For some background, our usage of Elasticsearch is for an index of real estate transactions. Each transaction is added once and then updated 3-4 times (as agents are added and a few other specific actions that trigger a reindex). They're kept in the system indefinitely, so that they can be searched for in many contexts (even years later). Transactions are added every minute of the day (since we have many companies adding them).
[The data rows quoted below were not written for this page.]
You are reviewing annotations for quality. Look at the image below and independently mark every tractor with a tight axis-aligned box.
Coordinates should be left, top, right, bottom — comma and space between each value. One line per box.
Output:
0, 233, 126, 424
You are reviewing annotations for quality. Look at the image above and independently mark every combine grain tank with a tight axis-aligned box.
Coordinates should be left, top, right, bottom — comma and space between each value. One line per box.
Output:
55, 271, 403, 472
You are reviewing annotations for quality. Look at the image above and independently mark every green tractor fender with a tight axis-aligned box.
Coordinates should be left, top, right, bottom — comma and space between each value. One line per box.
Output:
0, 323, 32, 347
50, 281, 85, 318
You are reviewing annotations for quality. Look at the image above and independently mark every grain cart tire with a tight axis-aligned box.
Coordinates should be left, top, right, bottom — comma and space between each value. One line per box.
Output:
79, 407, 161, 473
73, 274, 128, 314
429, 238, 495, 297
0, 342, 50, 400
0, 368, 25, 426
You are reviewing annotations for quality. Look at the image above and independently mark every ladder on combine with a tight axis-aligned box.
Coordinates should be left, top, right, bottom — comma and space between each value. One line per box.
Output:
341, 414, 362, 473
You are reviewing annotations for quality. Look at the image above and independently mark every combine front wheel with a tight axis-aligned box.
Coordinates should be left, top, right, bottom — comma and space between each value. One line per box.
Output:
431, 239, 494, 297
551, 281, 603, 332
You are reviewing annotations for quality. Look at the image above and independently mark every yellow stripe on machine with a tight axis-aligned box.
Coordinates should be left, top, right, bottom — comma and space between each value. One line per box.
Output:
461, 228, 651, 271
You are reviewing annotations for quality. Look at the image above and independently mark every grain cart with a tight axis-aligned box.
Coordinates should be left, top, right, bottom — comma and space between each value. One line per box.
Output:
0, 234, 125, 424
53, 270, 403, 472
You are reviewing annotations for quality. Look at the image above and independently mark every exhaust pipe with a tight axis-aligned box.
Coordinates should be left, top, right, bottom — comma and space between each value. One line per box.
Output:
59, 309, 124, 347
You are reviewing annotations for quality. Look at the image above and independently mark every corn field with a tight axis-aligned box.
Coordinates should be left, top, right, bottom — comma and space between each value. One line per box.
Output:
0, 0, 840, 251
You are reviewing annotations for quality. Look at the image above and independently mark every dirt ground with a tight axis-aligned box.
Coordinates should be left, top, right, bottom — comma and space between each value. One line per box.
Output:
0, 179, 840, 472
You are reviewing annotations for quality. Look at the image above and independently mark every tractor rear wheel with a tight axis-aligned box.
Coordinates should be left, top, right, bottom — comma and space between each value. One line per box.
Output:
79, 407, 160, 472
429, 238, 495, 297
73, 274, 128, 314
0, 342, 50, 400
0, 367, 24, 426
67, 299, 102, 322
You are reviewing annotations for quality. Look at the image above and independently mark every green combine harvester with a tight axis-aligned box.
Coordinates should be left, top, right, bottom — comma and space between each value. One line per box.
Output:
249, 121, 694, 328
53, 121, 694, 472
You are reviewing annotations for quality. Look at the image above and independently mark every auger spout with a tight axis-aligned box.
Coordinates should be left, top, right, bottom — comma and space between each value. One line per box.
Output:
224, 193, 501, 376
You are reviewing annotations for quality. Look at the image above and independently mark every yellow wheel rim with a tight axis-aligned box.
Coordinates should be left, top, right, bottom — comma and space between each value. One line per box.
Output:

Since we aren't writing hundreds of times per minute like some kind of realtime logging usage, etc., and since we retain data indefinitely (meaning we have millions of objects) our primary concern is more about search / read performance. Also, as mentioned in my question here we are at times using some less efficient queries for objects that don't take advantage of some of the core tokenizing features of Elasticsearch.
So my question is, given the above scenario, does it make more sense to start with more small nodes (e.g., 6 nodes w/ 2 CPU cores / 4 GB of RAM) or fewer large nodes (e.g., 3 nodes w/ 4 CPU cores / 8 GB of RAM)? After asking this question I'm more inclined to start with a larger number of smaller nodes, so that scaling is simpler (e.g., starting with 6 small nodes, that can all later be doubled in size (e.g., from my stated 2CPU cores / 4 GB of RAM to 4 CPU cores / 8 GB of RAM), without the need to split indices, etc.